Document Cache — Per-Database Allocation
The in-memory document cache is shared across all databases proportional to their cache_weight:
-- This database gets 10x the cache share of others
ALTER DATABASE hot_reads SET QUOTA (cache_weight = 10);
When the cache fills, NodeDB evicts entries from the database with the highest current-vs-weight overshoot. A hot database cannot evict a cold database below its proportional fair share.
Background Task Budget
Maintenance tasks (vector HNSW link cleanup, graph edge sweeps, timeseries segment compaction, array tile compaction, FTS LSM compaction) are CPU-hungry. Each database has a quota on how much core time maintenance can consume per minute:
ALTER DATABASE large_vector_search SET QUOTA (maintenance_cpu_pct = 50); -- 50% of core time
The scheduler tracks CPU-seconds spent in maintenance per database per minute. Tasks over-cap are deferred to the next window. This prevents one database's compaction from starving interactive queries in another.

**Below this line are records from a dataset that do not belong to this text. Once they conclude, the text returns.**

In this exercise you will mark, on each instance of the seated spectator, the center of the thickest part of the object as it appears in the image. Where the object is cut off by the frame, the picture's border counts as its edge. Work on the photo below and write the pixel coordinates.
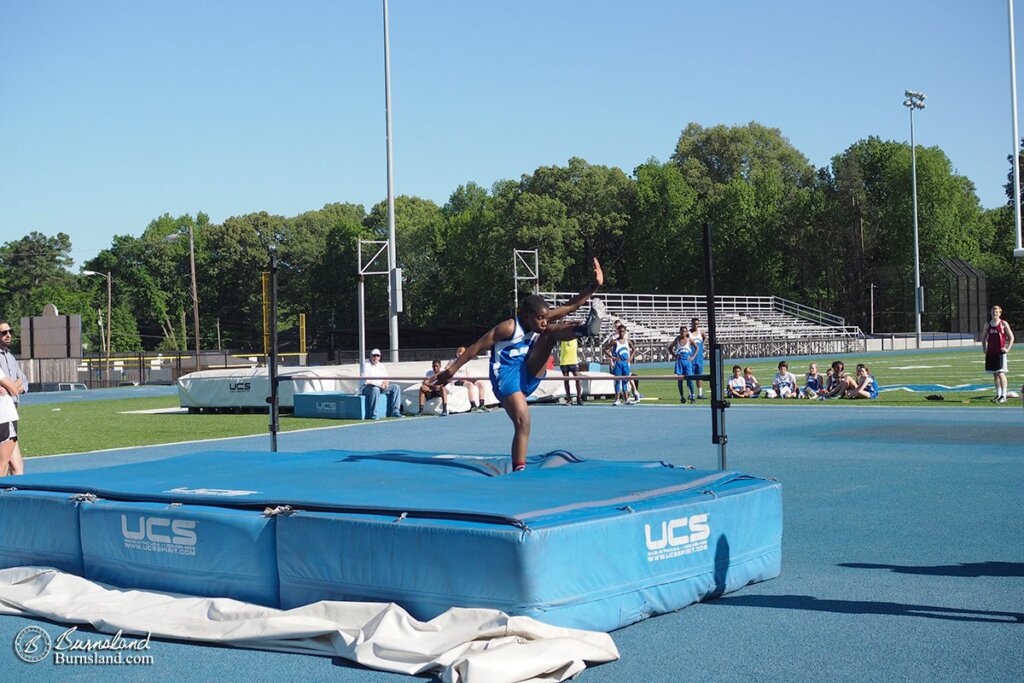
(814, 383)
(784, 384)
(475, 388)
(752, 383)
(837, 381)
(428, 390)
(736, 386)
(863, 386)
(376, 384)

Hierarchical Rate Limiting
Requests are bucketed at four scopes (most-specific first; first to deny wins):
user:{user_id} → org:{org_id} → tenant:{tenant_id} → database:{database_id}
The database bucket has capacity equal to max_qps. A request hitting any bucket's rate limit returns DATABASE_QUOTA_EXCEEDED or TENANT_QUOTA_EXCEEDED depending on which bucket triggered.
Error Codes
Quota enforcement produces these errors:
| Error | Trigger |
TENANT_QUOTA_EXCEEDED | Tenant rate limit or concurrency exhausted |
DATABASE_QUOTA_EXCEEDED | Database rate limit or concurrency exhausted |
SERVER_OVERLOAD | Global cluster backpressure (queue > 95%) |
QUOTA_OVERCOMMIT | Sum of tenant quotas > database quota (or database > global) |
TENANT_VECTOR_DIM_EXCEEDED | Vector dimension exceeds tenant max_vector_dim |
TENANT_GRAPH_DEPTH_EXCEEDED | Graph traversal depth exceeds tenant max_graph_depth |
See error codes reference for full details.
Metrics and Observability
All quota-related metrics are labeled by database and (where applicable) tenant:
| Metric | Type | Labels |
nodedb_database_qps | gauge | database="..." |
nodedb_database_memory_bytes | gauge | database="..." |
nodedb_database_storage_bytes | gauge | database="..." |
nodedb_database_active_connections | gauge | database="..." |
nodedb_database_bridge_queue_depth | gauge | database="..." |
nodedb_database_wal_commit_latency_p99 | histogram | database="..." |
nodedb_database_maintenance_cpu_seconds | counter | database="..." |
nodedb_tenant_qps | gauge | database="...", tenant="..." |
nodedb_tenant_memory_bytes | gauge | database="...", tenant="..." |
nodedb_tenant_storage_bytes | gauge | database="...", tenant="..." |
Scrape your Prometheus instance for these metrics and alert on _p99 latency growth or queue depth > 85%.